Just one small cavil: The fact that Kahn actually knew Dempsey gives his portrait added verisimilitude. But must it also give him license to pepper his pages with self-aggrandizing he-told-me's? Is it necessary for the author to depart from a description of Dempsey's first wife as a sometime barroom pianist into an irrelevant account of his own adventure with a woman similarly employed?
But why quibble? This is quite simply Kahn's finest work since he made The Boys of Summer part of the language.
A COACH'S LIFE
By Dean Smith
(with John Kilgo and Sally Jenkins)
Random House, $25
This humble memoir should dispel the notion that Dean Smith is too good to be true. In fact, it's all too true that Smith is good, both as a person and a mentor. In his 36 years as the basketball coach at North Carolina (he retired two years ago), he became the college game's alltime winner: 879 victories, a .776 winning percentage. Of his 245 lettermen, 237 received their degrees—some, like Michael Jordan, after they had turned pro.

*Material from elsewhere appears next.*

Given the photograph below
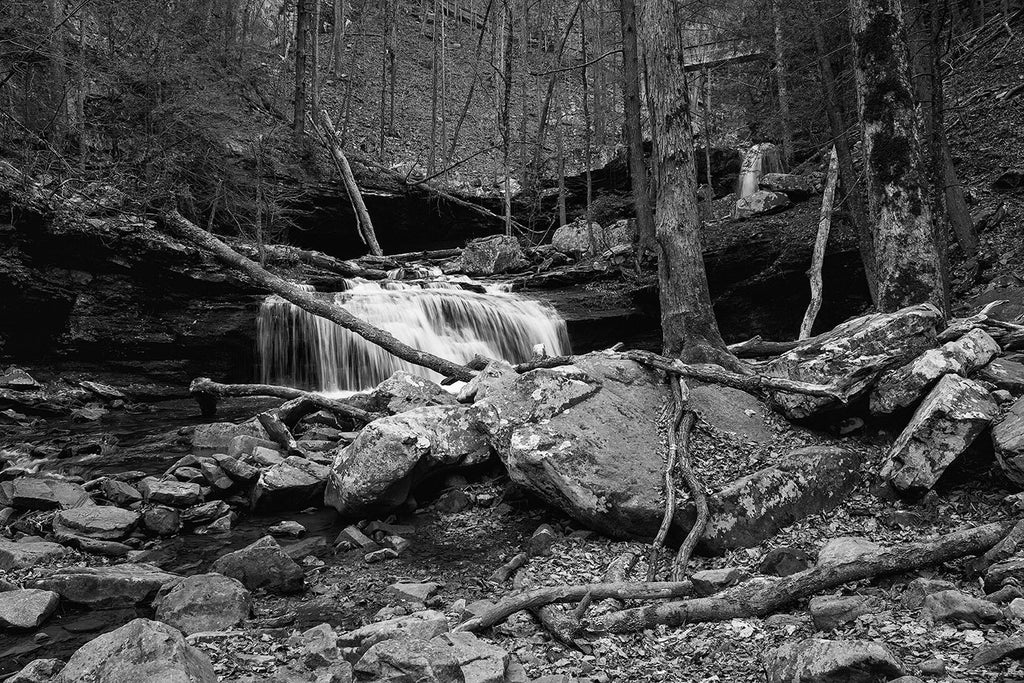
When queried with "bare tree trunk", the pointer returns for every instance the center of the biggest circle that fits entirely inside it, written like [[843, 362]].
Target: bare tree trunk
[[634, 131], [308, 301], [851, 180], [820, 243], [909, 263], [688, 326], [301, 37]]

Smith has a sense of humor, too: Witness the description of his Carolina successor, Bill Guthridge, as "so neat, he could organize a bowl of chop suey."
There is a lot of basketball here and even more of this good man's personal philosophy. A pious man himself, Smith takes gentle umbrage at the notion prevalent among Christian athletes that the Good Lord is up there rooting for one side or the other in sports. Both He and Smith know better.